I am testing an SMTP server on a remote system (SMTP test) via a VPN with an agent. Everything seems in order:
- The interval is set to 2 minutes.
- The timeout is 60 sec
- And the test has a master "ping" test.
- And the "ping" test has a master test on the VPN connection (ping on the receiving interface on the remote router)
My problem is that the test regularly becomes unknown: maximum Alive duration is around 30~45 minutes, sometimes better sometimes worse, then a few bad, so HM displays RMA: cannot read data, so I only get an 87% alive%. The ping test is usualy very good (<50ms) during that time.
I have decreased the Email alert to 5 bad (it was 3 before) to reduce the false alert mails, also, I removed "Treat Unknown status as Bad" because the test seems to loose credibility as you will understand.
Could it be that HM has problems reading the Agent? If not, is my interval too tight? Or is the Agent overloaded? Do I have to set the test differently?

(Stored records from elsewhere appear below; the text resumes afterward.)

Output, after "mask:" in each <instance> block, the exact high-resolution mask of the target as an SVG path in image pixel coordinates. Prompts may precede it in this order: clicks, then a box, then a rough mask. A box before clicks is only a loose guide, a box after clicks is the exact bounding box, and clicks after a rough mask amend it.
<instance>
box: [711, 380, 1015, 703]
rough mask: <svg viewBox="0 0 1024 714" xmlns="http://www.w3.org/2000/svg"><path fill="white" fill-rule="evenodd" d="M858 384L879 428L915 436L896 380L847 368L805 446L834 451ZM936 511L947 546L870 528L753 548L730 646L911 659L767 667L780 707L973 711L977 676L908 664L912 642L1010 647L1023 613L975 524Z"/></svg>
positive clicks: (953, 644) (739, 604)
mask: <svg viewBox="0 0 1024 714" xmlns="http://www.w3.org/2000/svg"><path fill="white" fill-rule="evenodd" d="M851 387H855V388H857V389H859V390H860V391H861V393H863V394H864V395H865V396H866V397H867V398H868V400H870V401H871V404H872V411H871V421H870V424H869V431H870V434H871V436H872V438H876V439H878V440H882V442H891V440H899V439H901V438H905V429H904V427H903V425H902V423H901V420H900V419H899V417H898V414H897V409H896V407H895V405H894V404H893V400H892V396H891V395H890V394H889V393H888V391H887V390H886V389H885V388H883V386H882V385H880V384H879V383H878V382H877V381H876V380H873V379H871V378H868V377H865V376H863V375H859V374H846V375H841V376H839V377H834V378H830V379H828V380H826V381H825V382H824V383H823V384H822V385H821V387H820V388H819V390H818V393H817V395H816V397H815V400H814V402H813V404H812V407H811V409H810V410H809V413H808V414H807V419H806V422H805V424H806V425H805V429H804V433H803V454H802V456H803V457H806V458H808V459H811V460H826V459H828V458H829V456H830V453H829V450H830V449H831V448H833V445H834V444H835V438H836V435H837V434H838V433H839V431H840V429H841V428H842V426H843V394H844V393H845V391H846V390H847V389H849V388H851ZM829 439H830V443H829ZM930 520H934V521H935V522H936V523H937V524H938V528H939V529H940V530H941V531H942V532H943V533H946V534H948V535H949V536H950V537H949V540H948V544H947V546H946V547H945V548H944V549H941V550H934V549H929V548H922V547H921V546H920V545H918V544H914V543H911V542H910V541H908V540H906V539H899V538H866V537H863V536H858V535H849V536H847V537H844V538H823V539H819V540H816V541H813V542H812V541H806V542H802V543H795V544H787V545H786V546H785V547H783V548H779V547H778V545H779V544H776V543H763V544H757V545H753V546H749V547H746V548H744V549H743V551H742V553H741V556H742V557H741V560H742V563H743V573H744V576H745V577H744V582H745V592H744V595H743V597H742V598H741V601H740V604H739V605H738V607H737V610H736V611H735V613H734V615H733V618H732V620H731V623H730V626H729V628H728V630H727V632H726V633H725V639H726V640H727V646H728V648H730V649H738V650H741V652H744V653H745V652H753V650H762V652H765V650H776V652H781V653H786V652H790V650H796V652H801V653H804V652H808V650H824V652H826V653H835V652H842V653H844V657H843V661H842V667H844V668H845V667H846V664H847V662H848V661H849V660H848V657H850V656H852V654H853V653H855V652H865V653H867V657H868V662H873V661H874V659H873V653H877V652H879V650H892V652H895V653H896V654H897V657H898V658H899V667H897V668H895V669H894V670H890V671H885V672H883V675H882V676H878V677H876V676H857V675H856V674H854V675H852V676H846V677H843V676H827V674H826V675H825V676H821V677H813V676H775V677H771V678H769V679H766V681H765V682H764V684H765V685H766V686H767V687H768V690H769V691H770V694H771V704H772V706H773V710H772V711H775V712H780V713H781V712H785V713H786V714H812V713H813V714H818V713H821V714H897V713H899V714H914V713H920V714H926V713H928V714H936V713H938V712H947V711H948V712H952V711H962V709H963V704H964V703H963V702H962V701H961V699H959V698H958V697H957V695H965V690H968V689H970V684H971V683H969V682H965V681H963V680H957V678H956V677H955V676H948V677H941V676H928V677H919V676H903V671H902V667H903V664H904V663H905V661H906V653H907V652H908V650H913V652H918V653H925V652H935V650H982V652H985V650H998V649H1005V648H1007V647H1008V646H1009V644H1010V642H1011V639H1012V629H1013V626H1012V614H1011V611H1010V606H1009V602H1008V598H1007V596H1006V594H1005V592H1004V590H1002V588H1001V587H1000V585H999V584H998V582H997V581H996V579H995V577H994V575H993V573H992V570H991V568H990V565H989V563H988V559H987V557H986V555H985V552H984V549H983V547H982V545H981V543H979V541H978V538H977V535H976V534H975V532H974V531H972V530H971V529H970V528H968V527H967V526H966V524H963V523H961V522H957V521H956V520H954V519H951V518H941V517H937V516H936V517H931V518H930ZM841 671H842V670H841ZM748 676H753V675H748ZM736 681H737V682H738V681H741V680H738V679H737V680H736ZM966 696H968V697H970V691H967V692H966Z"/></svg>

Would it be possible that the agents would keep let's say 1 hour of results if it does not get any reqests from HM? Then a reboot of the HM server would practically be seemless in the tests continuity, same for an RMA connexion loss.
I could send you logs if it helps (and if you have time to read these!)
While waiting for your answer, we will update and reboot the server during the maintenance window tonight after midnight, maybe it will help.
Again, thank you for your time,